Previously we would create Pandas dataframe from it, but now let’s create GeoPandas dataframe. I will use dfg_ prefixes for that.

dfg_countries = geopandas.GeoDataFrame(dfh_countries.collect(), 
                                       geometry='SHAPE', crs="EPSG:4326"
                                      )

Please note, that here we need to tell GeoPandas what is the geometry column and what Coordinate Reference System, or crs, is used. It matches SAP HANA’s SRID that is based on a dataset maintained by EPSG as well.

You can use the following statements to check what GeoPandas types are used.

dfg_countries.dtypes
print(type(dfg_countries))
print(type(dfg_countries.LON))
print(type(dfg_countries.SHAPE))

Visualizing countries dataframe

The beauty of using GeoPandas for plotting is that takes only a single method plot() to do it!

dfg_countries.plot()

Cool! But… a little bit too tiny, isn’t it? That’s because the default size is set to 6×4 in inches, as we can find by running:

import matplotlib.pyplot as plt

print(plt.rcParams.get('figure.figsize'))

You can specify the size when calling the plot (and please note the use of boundary here, as we will need it later as well)…

dfg_countries.boundary.plot(figsize=(26, 12))

…or set the size for all plots.

plt.rcParams["figure.figsize"] = [26, 12]

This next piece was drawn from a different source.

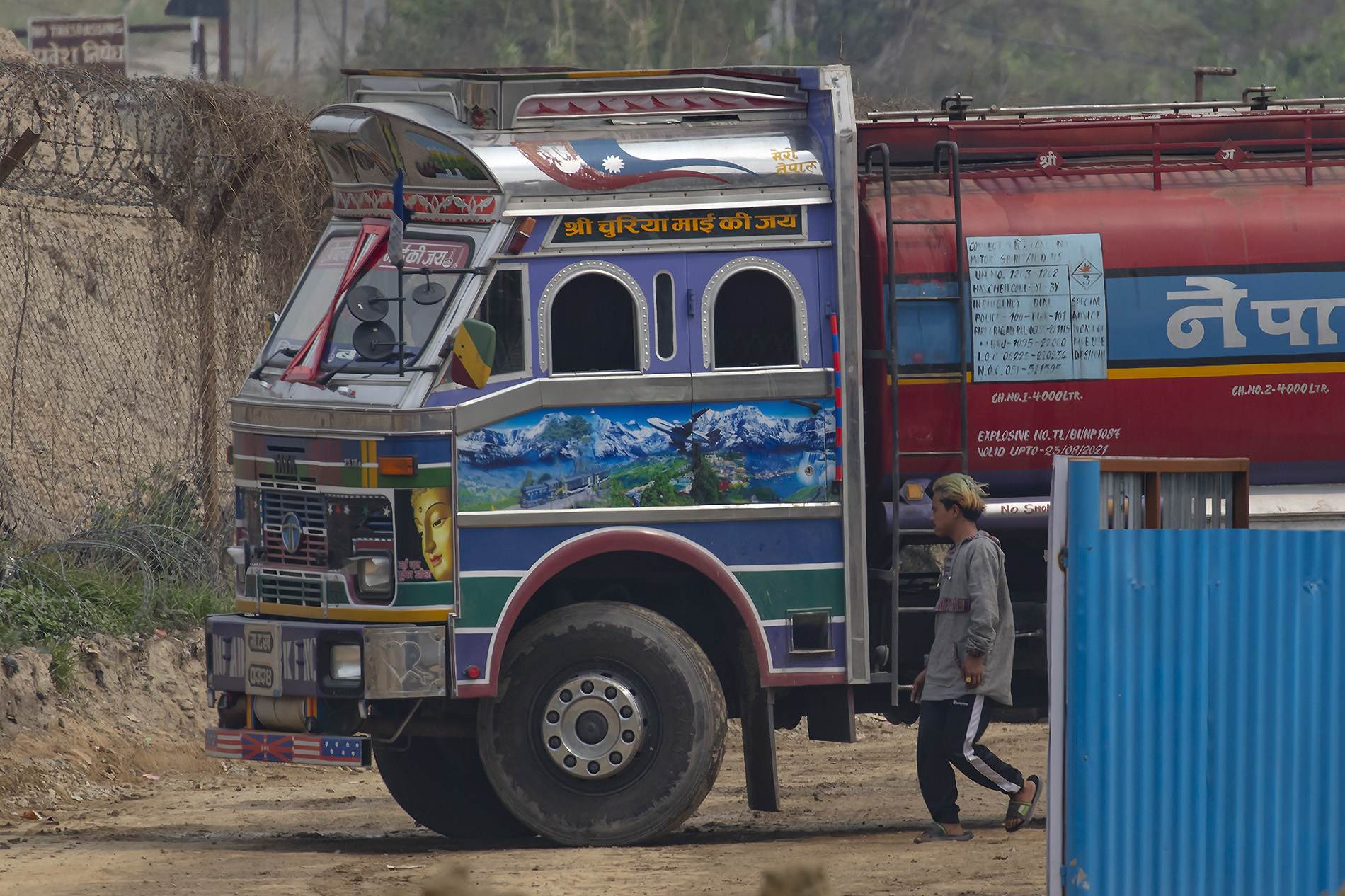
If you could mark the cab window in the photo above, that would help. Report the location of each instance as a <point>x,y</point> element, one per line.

GeoPandas plots are very convenient as well to quickly create Choropleth maps. Just specify the column and its values will be used to set the color. Below are examples for using the categorical variable “UN Subregion” and the numeric variable “Population in 2005”.

dfg_countries.plot(column="SUBREGION", cmap='flag')

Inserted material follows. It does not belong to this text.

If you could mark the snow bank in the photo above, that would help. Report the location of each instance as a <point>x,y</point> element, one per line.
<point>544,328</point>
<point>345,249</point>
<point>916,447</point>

dfg_countries.plot(column="POP2005", cmap='rainbow', legend=True)

Please note:

  • the use of two different colormaps cmap to get the best use of colors to convey information. You can play with different colormaps available in Matplotlib.
  • the use of the legend in the second example.

Visualizing airports dataframe

Let’s move to data from the airports’ table PORTS in SAP HANA.

dfh_ports = cchc.table("PORTS", geo_cols={"POINT_LON_LAT_GEO":"4326"}).select('CODE','POINT_LON_LAT_GEO')
geopandas.GeoDataFrame(
    dfh_ports.collect(), 
    geometry='POINT_LON_LAT_GEO', crs="EPSG:4326"
).plot()

So, these are all the airports accordingly to the dataset we originally loaded. They fit into land masses, so our imagination can add the world map just by looking at this picture.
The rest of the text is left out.